- Directed by: Kavitha Lankesh
- Written by: Kavitha Lankesh
- Screenplay by: Kavitha Lankesh
- Story by: P. Lankesh
- Based on: Akka by P. Lankesh
- Produced by: Bharathi Gowda, Hanumantha Reddy, Kavitha Lankesh
- Starring: Nandita Das Manjunath
- Cinematography: S. Ramachandra
- Edited by: M. N. Swamy
- Production company: Navajeevana Films
- Release date: 1999 (Bangalore);
- Running time: 105 minutes
- Country: India
- Language: Kannada

= Deveeri =

Deveeri is a 1999 Kannada language film based on the novel Akka by noted Kannada writer P. Lankesh. The novel was adapted for the film by his daughter Kavitha Lankesh.

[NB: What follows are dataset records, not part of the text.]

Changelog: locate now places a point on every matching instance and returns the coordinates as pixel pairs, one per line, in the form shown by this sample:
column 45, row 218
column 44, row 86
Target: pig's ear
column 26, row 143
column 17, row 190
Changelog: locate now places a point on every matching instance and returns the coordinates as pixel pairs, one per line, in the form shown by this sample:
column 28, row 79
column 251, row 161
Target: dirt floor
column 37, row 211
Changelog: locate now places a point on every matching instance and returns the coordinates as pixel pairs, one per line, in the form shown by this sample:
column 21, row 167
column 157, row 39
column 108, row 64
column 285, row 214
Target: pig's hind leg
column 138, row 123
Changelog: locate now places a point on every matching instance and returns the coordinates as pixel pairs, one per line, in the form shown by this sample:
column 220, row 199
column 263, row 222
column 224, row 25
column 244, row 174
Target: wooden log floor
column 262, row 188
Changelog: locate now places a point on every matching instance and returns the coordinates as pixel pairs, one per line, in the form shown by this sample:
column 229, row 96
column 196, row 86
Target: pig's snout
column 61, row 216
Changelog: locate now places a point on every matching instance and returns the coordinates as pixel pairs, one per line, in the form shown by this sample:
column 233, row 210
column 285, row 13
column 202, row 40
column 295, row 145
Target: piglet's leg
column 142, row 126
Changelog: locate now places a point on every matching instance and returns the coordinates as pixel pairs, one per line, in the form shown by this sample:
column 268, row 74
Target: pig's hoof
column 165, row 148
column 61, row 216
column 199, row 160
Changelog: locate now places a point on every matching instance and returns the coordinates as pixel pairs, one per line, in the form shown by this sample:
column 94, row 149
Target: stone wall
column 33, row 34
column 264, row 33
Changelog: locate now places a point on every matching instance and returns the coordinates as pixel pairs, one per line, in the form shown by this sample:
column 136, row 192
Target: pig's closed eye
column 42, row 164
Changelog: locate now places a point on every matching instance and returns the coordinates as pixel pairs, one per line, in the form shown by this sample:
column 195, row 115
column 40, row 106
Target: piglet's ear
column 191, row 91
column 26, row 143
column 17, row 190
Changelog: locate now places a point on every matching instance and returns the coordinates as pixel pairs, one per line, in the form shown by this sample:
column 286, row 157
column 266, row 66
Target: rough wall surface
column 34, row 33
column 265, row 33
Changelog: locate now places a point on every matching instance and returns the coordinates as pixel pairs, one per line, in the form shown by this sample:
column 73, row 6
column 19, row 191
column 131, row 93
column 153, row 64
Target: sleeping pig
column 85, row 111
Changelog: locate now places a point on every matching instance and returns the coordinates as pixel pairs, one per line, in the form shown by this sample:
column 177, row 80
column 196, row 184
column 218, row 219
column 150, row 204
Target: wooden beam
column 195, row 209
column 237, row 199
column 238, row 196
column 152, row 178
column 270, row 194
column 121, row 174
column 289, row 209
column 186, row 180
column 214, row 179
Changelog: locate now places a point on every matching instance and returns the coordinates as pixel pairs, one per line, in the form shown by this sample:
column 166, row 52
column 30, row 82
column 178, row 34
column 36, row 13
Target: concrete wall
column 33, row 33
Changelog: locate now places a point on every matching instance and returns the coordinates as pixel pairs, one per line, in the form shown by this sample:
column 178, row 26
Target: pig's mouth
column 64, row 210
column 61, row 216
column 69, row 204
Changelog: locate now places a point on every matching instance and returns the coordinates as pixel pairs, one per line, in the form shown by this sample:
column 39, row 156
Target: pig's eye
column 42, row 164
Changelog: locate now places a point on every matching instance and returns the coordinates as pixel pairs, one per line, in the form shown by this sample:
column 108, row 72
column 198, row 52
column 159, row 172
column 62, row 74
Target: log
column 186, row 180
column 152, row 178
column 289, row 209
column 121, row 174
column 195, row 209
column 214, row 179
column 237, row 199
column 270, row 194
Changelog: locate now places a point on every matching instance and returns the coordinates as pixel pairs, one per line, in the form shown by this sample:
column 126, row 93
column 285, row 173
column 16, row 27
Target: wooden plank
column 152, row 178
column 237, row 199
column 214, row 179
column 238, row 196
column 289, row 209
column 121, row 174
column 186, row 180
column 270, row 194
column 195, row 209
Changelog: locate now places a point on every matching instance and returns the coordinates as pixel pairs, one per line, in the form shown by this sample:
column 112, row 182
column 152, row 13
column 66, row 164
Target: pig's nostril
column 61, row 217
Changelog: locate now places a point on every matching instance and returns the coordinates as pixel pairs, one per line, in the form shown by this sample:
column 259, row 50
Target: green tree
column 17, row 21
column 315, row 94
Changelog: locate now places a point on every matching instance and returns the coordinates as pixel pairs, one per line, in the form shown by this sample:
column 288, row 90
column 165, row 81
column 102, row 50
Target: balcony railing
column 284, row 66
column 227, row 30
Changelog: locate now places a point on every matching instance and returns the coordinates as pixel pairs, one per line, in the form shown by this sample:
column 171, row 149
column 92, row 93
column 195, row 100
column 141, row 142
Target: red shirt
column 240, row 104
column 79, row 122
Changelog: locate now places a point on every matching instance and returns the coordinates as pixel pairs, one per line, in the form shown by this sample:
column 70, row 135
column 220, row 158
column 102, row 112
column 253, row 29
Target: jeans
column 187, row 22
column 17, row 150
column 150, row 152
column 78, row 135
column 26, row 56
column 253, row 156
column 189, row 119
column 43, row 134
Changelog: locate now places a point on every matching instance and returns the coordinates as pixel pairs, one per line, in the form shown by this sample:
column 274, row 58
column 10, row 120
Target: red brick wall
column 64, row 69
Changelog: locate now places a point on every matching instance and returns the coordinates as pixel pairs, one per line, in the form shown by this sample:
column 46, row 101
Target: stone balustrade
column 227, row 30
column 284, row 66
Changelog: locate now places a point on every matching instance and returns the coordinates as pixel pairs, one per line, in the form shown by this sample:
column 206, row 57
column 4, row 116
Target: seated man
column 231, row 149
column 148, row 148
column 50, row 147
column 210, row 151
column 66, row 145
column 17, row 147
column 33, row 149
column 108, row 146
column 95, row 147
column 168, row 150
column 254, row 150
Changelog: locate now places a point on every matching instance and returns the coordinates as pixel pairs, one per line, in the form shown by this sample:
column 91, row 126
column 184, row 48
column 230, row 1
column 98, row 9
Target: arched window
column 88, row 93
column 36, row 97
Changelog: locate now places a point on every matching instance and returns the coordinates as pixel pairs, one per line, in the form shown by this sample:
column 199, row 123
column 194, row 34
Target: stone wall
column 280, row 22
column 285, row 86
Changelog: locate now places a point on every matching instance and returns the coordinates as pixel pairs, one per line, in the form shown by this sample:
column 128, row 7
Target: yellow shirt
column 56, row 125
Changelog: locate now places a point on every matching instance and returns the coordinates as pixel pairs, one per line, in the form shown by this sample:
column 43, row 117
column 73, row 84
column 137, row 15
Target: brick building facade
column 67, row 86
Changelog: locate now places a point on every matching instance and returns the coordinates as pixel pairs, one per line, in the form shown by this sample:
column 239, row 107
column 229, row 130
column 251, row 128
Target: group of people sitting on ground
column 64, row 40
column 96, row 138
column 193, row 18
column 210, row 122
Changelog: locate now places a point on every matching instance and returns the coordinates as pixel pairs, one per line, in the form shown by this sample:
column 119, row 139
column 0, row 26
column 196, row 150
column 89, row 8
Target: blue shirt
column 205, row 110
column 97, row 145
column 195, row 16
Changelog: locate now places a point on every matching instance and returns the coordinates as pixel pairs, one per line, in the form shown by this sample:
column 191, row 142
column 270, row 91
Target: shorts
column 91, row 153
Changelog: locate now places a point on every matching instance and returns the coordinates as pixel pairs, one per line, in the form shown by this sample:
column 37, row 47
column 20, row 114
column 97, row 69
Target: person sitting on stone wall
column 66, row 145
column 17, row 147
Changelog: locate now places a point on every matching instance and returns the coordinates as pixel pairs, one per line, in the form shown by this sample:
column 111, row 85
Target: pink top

The film won the 1999–2000 Karnataka State Award for best film.

== Plot ==
The central storyline revolves around a young girl, Deveeri, who has lost her parents and struggles to care for her younger brother. She becomes prey to exploitation by others.

== Cast ==
- Nandita Das as Deveeri
- Manjunath as Krishna "Kyaatha"
- Bhavana as Paddi
- Sanketh Kashi as Rangappa
- B. Jayashree as Rangappa's wife
- Deesh Mariwala as Nagara

== Production ==
Manjunath is from the NGO BOSCO.

== Reception ==
S. Viswanath of Deccan Herald felt that the film lacked a "taut script" and added, "Besides this, there are tacky numbers, with scenes that rarely justify a genre film." He further wrote, "Popular elements have been accommodated into the scheme of things to pander suit to the puerile tastes of to rake in the moolah, with the result the film is stretched a wee long, while, a more aesthetic screenplay would have taken the film to newer realms of novella vogue cinema." However, he commended the film's background score and wrote, "Music director V Manohar lends ample support to Kavitha with excellent, ear-catching background score, enhancing the melancholic mood to the touching tale." While he praised Manjunath's performance in the film in that he had the "maturity of seasoned player, amply justifying Kavitha's faith in the promising lad's abilities", the performance of Nandita Das seemed "unconvincing" to him. He felt that she failed to "add lustre to the film, and her effort comes as a damp-squib." Also writing for Deccan Herald, Aravind Gowda called the film "an exceptionally well-made movie". He felt, "The screenplay, the characters and the story-line, all go well together into making Deveeri a good film to watch." He concluded writing praises of all leading performances in the film. A critic from Sify wrote, "Kavitha Lankesh, daughter of the illustrious writer cum journalist, in her maiden directorial venture has proved herself to be a chip of the old block and shows a great deal of promise".